A two-stage stochastic programming model with chance constraint for electricity capacity expansion considering supply reliability and sustainability perspectives
摘要
This paper presents a two-stage stochastic programming model with a chance constraint for the expansion of electricity generation capacity and transmission network, considering sustainability issues. The objective function is to minimize the average yearly operational and investment costs, considering all technical and operational constraints. The proposed model becomes a mixed-integer linear programming (MILP) problem that is solved using an accelerated Benders’ decomposition algorithm. A finite number of scenarios is considered to represent the uncertainty in the power demand. The reliability constraint ensures meeting the demand with a high probability at peak hours.
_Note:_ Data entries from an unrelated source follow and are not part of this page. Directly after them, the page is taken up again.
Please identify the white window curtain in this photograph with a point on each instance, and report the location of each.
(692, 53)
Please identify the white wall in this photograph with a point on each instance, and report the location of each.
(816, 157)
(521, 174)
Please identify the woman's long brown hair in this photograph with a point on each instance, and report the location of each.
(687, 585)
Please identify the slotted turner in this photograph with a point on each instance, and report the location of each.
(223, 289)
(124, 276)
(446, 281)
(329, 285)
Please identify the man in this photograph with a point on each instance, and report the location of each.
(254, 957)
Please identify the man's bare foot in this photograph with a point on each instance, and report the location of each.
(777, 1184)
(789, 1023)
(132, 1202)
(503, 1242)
The cost of the expected power shortage is also considered in the objective function to control the amount of allowable shortage. Furthermore, a novel optimality cut inspired by the sub-problem structure has been added to solve the problem efficiently. The sustainability factors have been taken into account in the electricity capacity expansion problem. We have also examined and compared the share of renewable energy generation by changing the capacity factor parameter, as well as the amount of carbon dioxide emission, in the sensitivity analysis. Incorporating the chance constraint into the two-stage stochastic model enables us to control the probability of power shortage under various scenarios without having to invest in extra capacity. In addition to a test bench IEEE 118-bus system data, a real-world case study is used to implement the models and analyze the results. The computational results show that the addition of the reliability constraint could lead to an 89% reduction in load shedding during peak hours.